I started with a pretty good recipe, but wasn't flavorful or spicy enough, so I added some things, damn these are good. They will definitely "clear your sinuses"



Cajun Boiled Peanuts



5 Pounds Raw Green Peanuts

8 Jalapeno Peppers

3 Lemons

2 Medium Onions

2 Bell Peppers, any color

3 Tbsp Chili Powder

3 Tbsp Cayenne Pepper

1/3 Cup Zatarains Crab Boil

1/3 Cup Garlic Powder

1/3 Cup Rock Salt



You will need a large pot for this recipe. Use fresh produce, ie, whole raw jalapenos, seeds and all, whole lemons instead of juice, no powdered onions, etc.



Wash and coarsely slice all produce. Add all ingredients to pot. Cover with several inches of water. Boil for three hours, checking periodically to ensure peanuts are still covered with water. Do not let water level drop below top of peanuts. If needed, add water.

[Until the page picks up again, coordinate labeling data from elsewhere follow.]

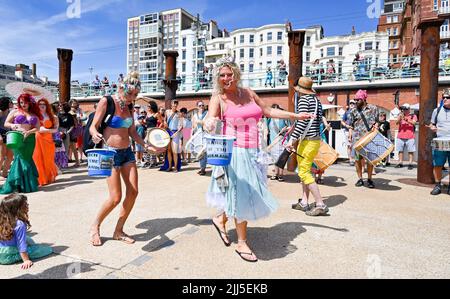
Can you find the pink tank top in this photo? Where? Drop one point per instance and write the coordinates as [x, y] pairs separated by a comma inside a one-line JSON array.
[[242, 122]]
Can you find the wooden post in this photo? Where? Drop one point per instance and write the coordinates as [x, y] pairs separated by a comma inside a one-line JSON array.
[[170, 82], [65, 69], [429, 75]]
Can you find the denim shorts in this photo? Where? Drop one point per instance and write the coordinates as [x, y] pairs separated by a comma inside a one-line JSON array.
[[123, 156], [440, 157]]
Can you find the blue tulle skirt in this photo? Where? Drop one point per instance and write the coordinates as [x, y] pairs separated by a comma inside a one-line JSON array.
[[246, 197]]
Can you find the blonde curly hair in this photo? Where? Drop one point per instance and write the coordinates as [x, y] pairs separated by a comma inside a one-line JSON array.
[[221, 63], [131, 82]]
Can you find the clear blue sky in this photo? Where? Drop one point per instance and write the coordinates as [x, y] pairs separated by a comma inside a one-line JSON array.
[[33, 29]]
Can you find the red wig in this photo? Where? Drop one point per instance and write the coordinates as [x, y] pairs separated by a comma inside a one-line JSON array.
[[48, 110], [33, 107]]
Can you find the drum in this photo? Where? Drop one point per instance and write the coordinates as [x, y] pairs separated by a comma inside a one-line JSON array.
[[326, 156], [441, 144], [159, 139], [374, 147], [196, 145]]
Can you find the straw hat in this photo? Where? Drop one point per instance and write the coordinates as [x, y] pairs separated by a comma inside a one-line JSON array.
[[17, 88], [304, 85]]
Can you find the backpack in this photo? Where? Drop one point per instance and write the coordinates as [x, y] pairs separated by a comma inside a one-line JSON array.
[[87, 137]]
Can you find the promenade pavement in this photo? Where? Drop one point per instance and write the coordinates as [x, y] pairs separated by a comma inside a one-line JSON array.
[[397, 230]]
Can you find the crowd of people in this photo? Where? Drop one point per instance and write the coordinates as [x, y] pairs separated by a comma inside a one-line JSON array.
[[239, 190]]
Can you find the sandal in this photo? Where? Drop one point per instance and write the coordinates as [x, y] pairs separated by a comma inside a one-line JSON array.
[[220, 234], [241, 254], [124, 238], [96, 240], [318, 211]]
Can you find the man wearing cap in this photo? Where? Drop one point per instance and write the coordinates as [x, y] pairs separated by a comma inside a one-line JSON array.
[[346, 126], [440, 124], [406, 137], [308, 134], [358, 117]]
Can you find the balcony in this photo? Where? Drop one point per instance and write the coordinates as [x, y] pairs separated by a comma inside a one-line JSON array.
[[444, 10]]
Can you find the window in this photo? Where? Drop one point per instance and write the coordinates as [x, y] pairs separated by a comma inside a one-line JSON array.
[[331, 51], [280, 50]]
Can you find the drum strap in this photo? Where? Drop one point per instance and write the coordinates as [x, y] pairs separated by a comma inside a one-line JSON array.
[[364, 120]]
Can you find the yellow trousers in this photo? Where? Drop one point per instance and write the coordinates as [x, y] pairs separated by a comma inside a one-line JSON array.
[[308, 149]]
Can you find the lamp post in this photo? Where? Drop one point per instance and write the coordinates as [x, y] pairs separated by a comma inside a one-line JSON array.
[[91, 69]]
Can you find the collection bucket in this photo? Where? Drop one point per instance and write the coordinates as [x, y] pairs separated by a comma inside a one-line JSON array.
[[100, 162], [219, 149], [14, 139]]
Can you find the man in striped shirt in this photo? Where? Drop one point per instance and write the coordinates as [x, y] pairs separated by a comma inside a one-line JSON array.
[[308, 132]]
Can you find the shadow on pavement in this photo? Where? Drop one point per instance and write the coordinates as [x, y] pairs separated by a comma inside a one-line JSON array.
[[160, 227], [271, 243], [64, 271], [383, 184], [334, 200]]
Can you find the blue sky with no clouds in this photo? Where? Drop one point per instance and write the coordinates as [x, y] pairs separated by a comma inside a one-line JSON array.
[[33, 29]]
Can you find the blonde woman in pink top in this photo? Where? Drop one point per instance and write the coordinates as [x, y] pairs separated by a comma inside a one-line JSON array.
[[244, 195]]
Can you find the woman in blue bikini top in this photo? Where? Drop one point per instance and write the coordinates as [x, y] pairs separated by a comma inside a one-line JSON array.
[[117, 136]]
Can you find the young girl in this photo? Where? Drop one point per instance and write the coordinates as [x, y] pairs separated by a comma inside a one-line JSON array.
[[14, 243]]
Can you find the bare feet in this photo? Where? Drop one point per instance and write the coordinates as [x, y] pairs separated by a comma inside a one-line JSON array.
[[95, 237], [245, 252], [220, 227], [121, 236]]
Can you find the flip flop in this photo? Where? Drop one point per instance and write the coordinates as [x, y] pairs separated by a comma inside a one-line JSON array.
[[220, 234], [124, 238], [240, 253]]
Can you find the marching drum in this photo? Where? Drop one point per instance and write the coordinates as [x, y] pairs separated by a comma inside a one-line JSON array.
[[374, 147], [326, 156], [159, 139], [441, 144], [197, 145]]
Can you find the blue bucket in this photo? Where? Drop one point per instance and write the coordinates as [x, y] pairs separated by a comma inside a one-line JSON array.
[[219, 149], [100, 162]]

Let cool several hours at a minimum before eating. Peanuts will asborb flavor as they cool. For maximum flavor, wait 24 hours


----------



## User6882 (Feb 4, 2009)

sounds good, ill have to try it


----------



## GROUPAGROUPAGROUPA (Apr 6, 2008)

how long do they stay good for


----------



## collardncornbread (Sep 28, 2009)

About 30 minutes. HA! If you have a group of 4-6 people. I put up 100 pounds this year in gallon ziplocks. I'll try this one. I love them spicy. Try dropping a couple big scoops of ice in the water when they are done,if you want them to pick up the spice quicker.


----------



## choppedliver (Apr 4, 2009)

> *GROUPAGROUPAGROUPA (11/7/2009)*how long do they stay good for


Well there is enough salt in there to preserve them for quite a while, but honestly I dont know how long they "stay good" for because those 5 pounds get eaten in about two days around my house, and they are damn good the whole time. I just leave them on the stove and eat them right out of the pot and dont bother refrigerating them.


----------